Hybrid loans the best bet when rates are high
As interest rates for home loans are on the rise, banks are trying to make them more affordable.
One such measure is the introduction of hybrid home loans.
Though this was introduced in India in 2004, it became popular only recently when the interest rates started heading north.
So, people taking loans, were discussing about the pros and cons of fixed and floating rates, may now think about hybrid home loans, as nobody can be 100 per cent sure of what could unfold during the long-tenure of a home loan.
What is it and how is it?
As the name suggests, a hybrid home loan is a combination of both fixed as well as floating rates. It is also known as ‘partly fixed-partly floating’ home loan.
There are two types of hybrid home loans:
Part fixed and part floating: Under this scheme, a part of your loan — as per your choice — is locked under fixed rate and the rest is under the floating rate. It is therefore a ‘mixed’ option for people, who are confused about the future movement of interest rates.
Thus, one can lessen the impact of the adverse changes in the interest rate regimes and at the same time, avail the benefits that may come if favourable changes happen.

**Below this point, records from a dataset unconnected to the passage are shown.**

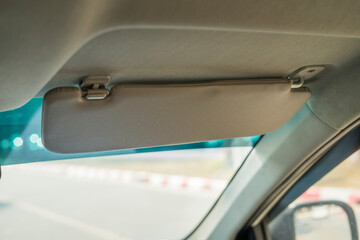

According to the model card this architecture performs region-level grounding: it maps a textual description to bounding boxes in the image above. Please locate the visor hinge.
[80,76,110,100]
[287,65,325,88]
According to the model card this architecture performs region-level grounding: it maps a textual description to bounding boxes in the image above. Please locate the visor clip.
[80,76,110,100]
[287,65,325,88]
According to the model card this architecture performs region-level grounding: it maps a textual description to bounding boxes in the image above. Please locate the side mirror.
[269,201,358,240]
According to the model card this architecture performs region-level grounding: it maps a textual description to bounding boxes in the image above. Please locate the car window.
[0,99,259,239]
[269,150,360,240]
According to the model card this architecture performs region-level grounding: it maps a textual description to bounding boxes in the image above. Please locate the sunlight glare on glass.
[30,133,40,143]
[36,138,44,148]
[0,139,10,149]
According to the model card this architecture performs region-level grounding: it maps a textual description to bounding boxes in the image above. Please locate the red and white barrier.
[10,163,227,191]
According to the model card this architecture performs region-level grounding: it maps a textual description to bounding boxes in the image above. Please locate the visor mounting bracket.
[80,76,110,100]
[287,65,325,88]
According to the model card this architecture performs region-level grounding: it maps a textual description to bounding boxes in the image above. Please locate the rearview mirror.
[269,201,358,240]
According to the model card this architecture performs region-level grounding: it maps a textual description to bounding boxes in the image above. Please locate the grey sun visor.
[42,79,311,153]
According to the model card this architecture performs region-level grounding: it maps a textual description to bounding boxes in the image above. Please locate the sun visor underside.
[42,79,310,153]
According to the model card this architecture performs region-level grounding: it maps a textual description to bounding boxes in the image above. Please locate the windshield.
[0,99,259,239]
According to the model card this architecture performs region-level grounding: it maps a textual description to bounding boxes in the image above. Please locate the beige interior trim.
[42,79,310,153]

For example, if you take a home loan of Rs 10 lakh, you can choose to take 60 per cent of it — `6 lakh — under the fixed rate home loan and the remaining Rs 4 lakh under the floating. This proportion can change based on your risk appetite.
Your risk appetite would be high if you go for a higher floating component in a rate hiking scenario and vice versa.
In case if the interest rates move up, you have the option of foreclosing the floating component of the loan or switch it into fixed rate as in any other case. For some banks, foreclosure of the floating component will not be charged with any penal interests while that of the fixed portion, the standard two per cent pre-payment penalty is applicable.
Another option available is that if the interest rates go down, you can get the fixed portion of your loan converted into floating. This can be done by paying a conversion fee which comes around 0.5 per cent of the outstanding loan amount.
Teaser Loans: Many banks and housing finance companies sometime back launched special hybrid home-loan called teaser loans, which charges interest rates as low as 9-11 per cent for the first three years.
Thereafter, the loan rates will float or get fixed to a rate based on the prevailing one. The interest rate for the first three years can be either fixed or floating as per the bank’s scheme or the choice of the customer.
Lenders, by introducing this clause, build a cushion to share the burden with the borrower if changes go beyond their expected range.
In all cases, fixed rates will be slightly higher than the floating one. So if the interest rates do not rise significantly, the home buyer opting for a fixed rate anyway pays a higher rate.
Now-a-days, hybrid loans are as popular as a fixed rate or a floating rate. However, this scheme has been withdrawn by several banks as RBI felt that once the teaser period is over borrowers could struggle to repay leading to defaults.
Points to take care
Very few such schemes have purely fixed or transparent floating rates. So if you are opting for a hybrid product, make sure that the financier provides a clear amortisation of the loan payback. Knowing how the principal and the interest are carried out in this loan is very important. Be thorough of the incidental charges for fore closure or switching. This may vary from time to time and from bank to bank.
It is always recommended keep an eye on the interest rate movement and see if a loan switch is more viable. However, if you are someone who does not want to go through the entire process of paper work, you could perhaps give hybrid loans a thought.